Santapaola era stato arrestato all’alba del 18 maggio 1993 in un casolare a Mazzarrone, nel Catanese, dopo 11 anni di latitanza. Da quel momento la sua posizione giudiziaria si è intrecciata con i grandi processi sulle stragi.

Il processo per Capaci e la condanna come mandante

Nella ricostruzione ricordata dall’agenzia, Santapaola compare anche nella cornice del processo per la strage di Capaci, dove il 23 maggio 1992 furono uccisi il giudice Giovanni Falcone, la moglie Francesca Morvillo e gli agenti di scorta Antonio Montinaro, Rocco Di Cillo e Vito Schifani.
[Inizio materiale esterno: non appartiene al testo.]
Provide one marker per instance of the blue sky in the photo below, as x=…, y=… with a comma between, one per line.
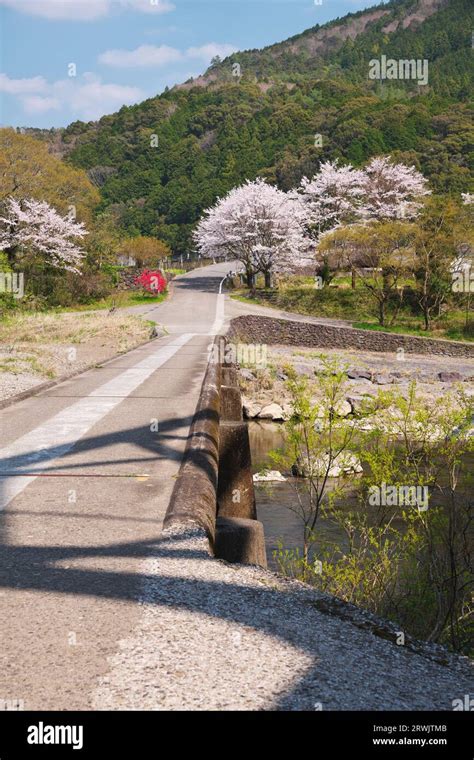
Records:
x=62, y=60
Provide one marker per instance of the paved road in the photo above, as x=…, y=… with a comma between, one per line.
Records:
x=85, y=481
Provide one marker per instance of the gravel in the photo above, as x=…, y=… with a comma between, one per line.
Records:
x=215, y=636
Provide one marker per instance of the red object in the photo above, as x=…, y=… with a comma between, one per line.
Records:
x=151, y=281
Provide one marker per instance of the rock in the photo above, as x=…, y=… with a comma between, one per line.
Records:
x=343, y=408
x=359, y=374
x=449, y=377
x=268, y=476
x=250, y=409
x=246, y=374
x=358, y=403
x=303, y=369
x=271, y=412
x=424, y=377
x=157, y=331
x=382, y=378
x=345, y=463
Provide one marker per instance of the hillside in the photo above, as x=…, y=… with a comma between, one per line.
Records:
x=220, y=129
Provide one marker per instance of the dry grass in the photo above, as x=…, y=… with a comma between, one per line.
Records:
x=39, y=347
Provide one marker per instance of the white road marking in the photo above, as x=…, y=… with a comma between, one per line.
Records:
x=60, y=433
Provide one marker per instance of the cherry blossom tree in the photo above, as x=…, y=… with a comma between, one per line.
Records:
x=257, y=225
x=35, y=227
x=343, y=195
x=392, y=191
x=333, y=196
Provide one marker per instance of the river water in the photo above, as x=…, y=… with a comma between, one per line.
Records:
x=279, y=522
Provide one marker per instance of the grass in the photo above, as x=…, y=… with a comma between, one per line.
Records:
x=120, y=300
x=39, y=328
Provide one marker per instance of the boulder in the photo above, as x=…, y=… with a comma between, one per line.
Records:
x=345, y=463
x=383, y=378
x=246, y=374
x=269, y=476
x=358, y=403
x=449, y=377
x=303, y=369
x=343, y=408
x=250, y=409
x=359, y=374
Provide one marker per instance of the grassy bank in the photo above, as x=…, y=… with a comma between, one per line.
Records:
x=340, y=301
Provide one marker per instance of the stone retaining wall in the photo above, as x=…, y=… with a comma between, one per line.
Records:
x=259, y=329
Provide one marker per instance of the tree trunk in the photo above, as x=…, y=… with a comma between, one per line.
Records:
x=382, y=313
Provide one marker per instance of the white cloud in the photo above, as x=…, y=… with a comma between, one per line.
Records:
x=153, y=55
x=85, y=10
x=85, y=97
x=145, y=55
x=209, y=51
x=40, y=104
x=19, y=86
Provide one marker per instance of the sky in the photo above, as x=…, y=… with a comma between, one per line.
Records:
x=63, y=60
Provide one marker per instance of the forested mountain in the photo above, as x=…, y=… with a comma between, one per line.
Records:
x=160, y=163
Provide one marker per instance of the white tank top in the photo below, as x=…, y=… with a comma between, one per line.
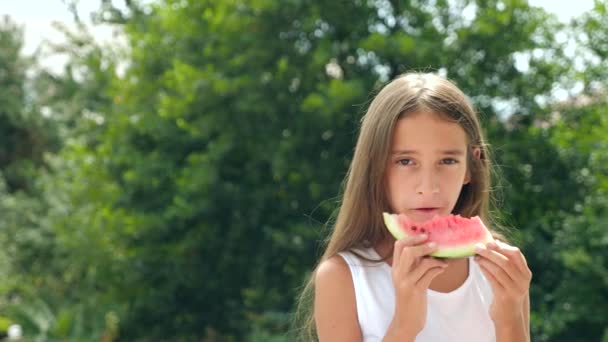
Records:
x=457, y=316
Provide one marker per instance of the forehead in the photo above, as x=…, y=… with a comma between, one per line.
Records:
x=425, y=130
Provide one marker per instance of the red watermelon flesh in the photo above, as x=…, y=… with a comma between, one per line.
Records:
x=455, y=236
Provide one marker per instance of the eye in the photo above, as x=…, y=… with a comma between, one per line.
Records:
x=449, y=161
x=404, y=162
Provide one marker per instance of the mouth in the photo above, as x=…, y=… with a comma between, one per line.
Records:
x=425, y=213
x=426, y=210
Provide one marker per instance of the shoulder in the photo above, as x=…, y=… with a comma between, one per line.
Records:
x=335, y=304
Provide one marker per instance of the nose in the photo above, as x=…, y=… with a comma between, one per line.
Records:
x=428, y=183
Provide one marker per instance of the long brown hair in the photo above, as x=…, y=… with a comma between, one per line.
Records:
x=359, y=219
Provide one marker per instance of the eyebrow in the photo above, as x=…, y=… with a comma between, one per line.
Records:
x=455, y=152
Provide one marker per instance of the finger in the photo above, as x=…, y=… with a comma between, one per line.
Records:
x=410, y=257
x=428, y=276
x=494, y=283
x=494, y=256
x=407, y=242
x=496, y=272
x=424, y=266
x=512, y=253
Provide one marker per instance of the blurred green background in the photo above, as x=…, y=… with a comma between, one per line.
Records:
x=177, y=187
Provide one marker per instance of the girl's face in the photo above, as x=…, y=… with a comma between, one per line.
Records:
x=427, y=166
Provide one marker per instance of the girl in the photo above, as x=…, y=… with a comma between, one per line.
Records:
x=420, y=152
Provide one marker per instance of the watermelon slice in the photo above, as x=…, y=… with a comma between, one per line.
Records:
x=455, y=236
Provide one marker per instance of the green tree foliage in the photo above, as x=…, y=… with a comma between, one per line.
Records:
x=185, y=198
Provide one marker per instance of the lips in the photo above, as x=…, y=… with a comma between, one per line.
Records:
x=424, y=213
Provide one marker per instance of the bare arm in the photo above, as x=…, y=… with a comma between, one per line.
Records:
x=517, y=329
x=335, y=305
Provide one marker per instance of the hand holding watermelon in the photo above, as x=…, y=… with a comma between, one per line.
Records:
x=412, y=273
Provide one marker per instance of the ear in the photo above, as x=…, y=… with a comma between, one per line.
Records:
x=477, y=155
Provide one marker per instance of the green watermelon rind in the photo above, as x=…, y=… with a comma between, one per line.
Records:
x=446, y=252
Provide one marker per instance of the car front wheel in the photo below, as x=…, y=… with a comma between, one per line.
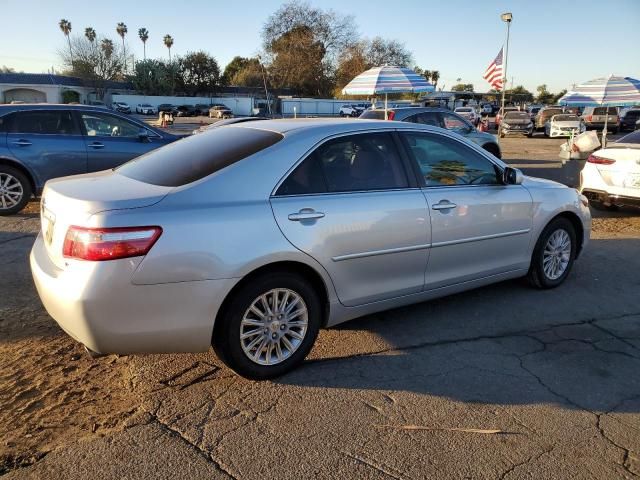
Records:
x=269, y=326
x=15, y=190
x=553, y=255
Nella prima udienza del 19 aprile 1995, nell’aula bunker del carcere Malaspina di Caltanissetta, il dibattimento partì con un rinvio, ma l’impianto investigativo rimase quello: decine di collaboratori ascoltati, ricostruzioni tecniche dell’attentato, centinaia di testi chiamati a deporre.
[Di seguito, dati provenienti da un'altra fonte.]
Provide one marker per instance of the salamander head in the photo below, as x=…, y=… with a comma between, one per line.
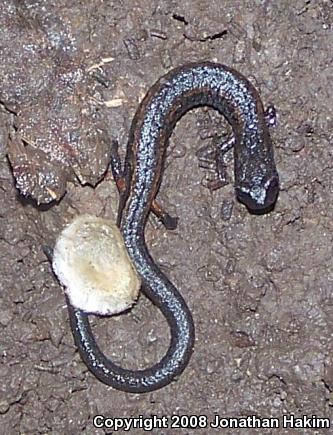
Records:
x=261, y=194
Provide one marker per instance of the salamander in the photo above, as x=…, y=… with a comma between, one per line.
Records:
x=256, y=185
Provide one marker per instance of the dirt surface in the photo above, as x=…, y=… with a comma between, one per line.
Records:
x=259, y=287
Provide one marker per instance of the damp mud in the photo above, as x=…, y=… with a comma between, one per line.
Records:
x=260, y=287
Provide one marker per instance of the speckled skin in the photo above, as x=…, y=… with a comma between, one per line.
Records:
x=256, y=184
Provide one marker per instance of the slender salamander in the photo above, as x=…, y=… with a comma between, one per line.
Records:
x=256, y=185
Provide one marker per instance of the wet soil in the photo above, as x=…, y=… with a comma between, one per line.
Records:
x=260, y=287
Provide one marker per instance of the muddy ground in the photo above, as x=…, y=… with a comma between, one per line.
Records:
x=259, y=287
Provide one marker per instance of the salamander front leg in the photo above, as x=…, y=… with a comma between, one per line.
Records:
x=122, y=179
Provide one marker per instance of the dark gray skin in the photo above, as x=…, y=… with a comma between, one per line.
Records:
x=256, y=184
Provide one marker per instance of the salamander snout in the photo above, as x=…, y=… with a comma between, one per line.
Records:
x=261, y=194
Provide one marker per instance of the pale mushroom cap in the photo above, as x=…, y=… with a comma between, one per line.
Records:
x=91, y=262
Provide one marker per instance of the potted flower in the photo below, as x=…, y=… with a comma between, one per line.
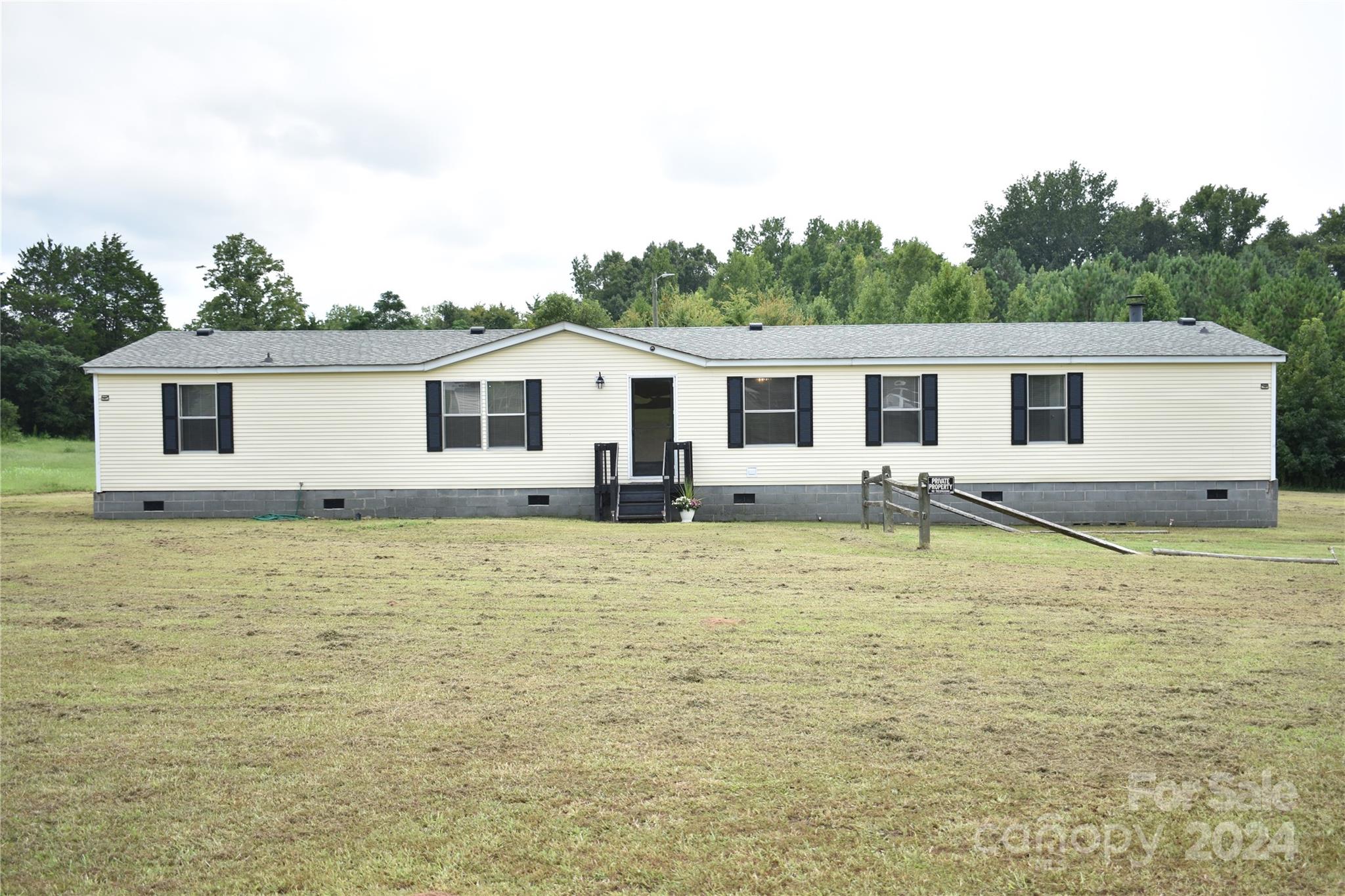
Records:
x=686, y=503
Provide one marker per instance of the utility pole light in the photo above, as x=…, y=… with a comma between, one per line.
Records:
x=654, y=289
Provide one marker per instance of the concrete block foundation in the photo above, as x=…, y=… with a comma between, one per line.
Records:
x=1188, y=503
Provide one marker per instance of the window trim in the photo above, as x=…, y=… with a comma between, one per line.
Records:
x=481, y=408
x=1064, y=393
x=483, y=416
x=793, y=412
x=917, y=410
x=182, y=405
x=486, y=410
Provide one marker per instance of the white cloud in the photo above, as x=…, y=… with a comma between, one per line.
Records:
x=468, y=154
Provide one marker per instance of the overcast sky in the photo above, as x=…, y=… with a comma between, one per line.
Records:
x=463, y=154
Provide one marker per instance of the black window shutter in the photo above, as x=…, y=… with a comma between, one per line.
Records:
x=533, y=396
x=433, y=416
x=225, y=416
x=803, y=393
x=1019, y=398
x=170, y=391
x=873, y=409
x=1075, y=399
x=735, y=412
x=930, y=409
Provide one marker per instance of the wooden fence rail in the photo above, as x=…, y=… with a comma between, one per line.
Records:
x=920, y=494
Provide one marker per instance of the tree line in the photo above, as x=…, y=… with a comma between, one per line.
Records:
x=1057, y=247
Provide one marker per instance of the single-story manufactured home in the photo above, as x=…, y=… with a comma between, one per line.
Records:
x=1147, y=422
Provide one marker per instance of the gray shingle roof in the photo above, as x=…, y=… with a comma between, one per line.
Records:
x=295, y=349
x=954, y=340
x=363, y=349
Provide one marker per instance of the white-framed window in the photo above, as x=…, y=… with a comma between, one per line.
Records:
x=505, y=414
x=1046, y=408
x=198, y=419
x=900, y=410
x=768, y=410
x=463, y=414
x=474, y=423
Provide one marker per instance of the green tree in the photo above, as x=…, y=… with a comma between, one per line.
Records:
x=1003, y=274
x=450, y=316
x=1052, y=219
x=1331, y=240
x=957, y=295
x=346, y=317
x=41, y=293
x=771, y=241
x=252, y=289
x=1160, y=304
x=1219, y=219
x=53, y=394
x=390, y=313
x=689, y=309
x=748, y=272
x=563, y=307
x=1312, y=410
x=1141, y=230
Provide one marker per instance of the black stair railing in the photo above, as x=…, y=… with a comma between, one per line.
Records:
x=604, y=481
x=677, y=472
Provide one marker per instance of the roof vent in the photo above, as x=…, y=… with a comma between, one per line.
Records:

Nel 1997, sempre secondo quanto riportato, Santapaola venne condannato all’ergastolo in primo grado come mandante della strage di Capaci, in quanto membro della «Cupola regionale». A sostegno della decisione, vengono richiamate le dichiarazioni di più collaboratori di giustizia e la ricostruzione sul ruolo dell’artificiere Pietro Rampulla, ritenuto “utilizzabile” solo con il via libera del capo della provincia di Catania, nel rispetto delle regole interne a Cosa nostra.

Via d’Amelio e l’ergastolo definitivo

Il racconto giudiziario si estende poi alla strage di via d’Amelio, il 19 luglio 1992, quando furono uccisi il giudice Paolo Borsellino e gli agenti della scorta Emanuela Loi, Walter Eddie Cosina, Claudio Traina, Vincenzo Li Muli e Agostino Catalano. Santapaola figurò tra gli imputati del processo “Borsellino ter” come mandante.

La svolta processuale richiamata nel testo arriva nel 2003, con la riunione dello stralcio del “Borsellino ter” e di parte del procedimento su Capaci rinviati dalla Cassazione. Nel 2006 la condanna all’ergastolo per entrambe le stragi, divenuta definitiva nel 2008.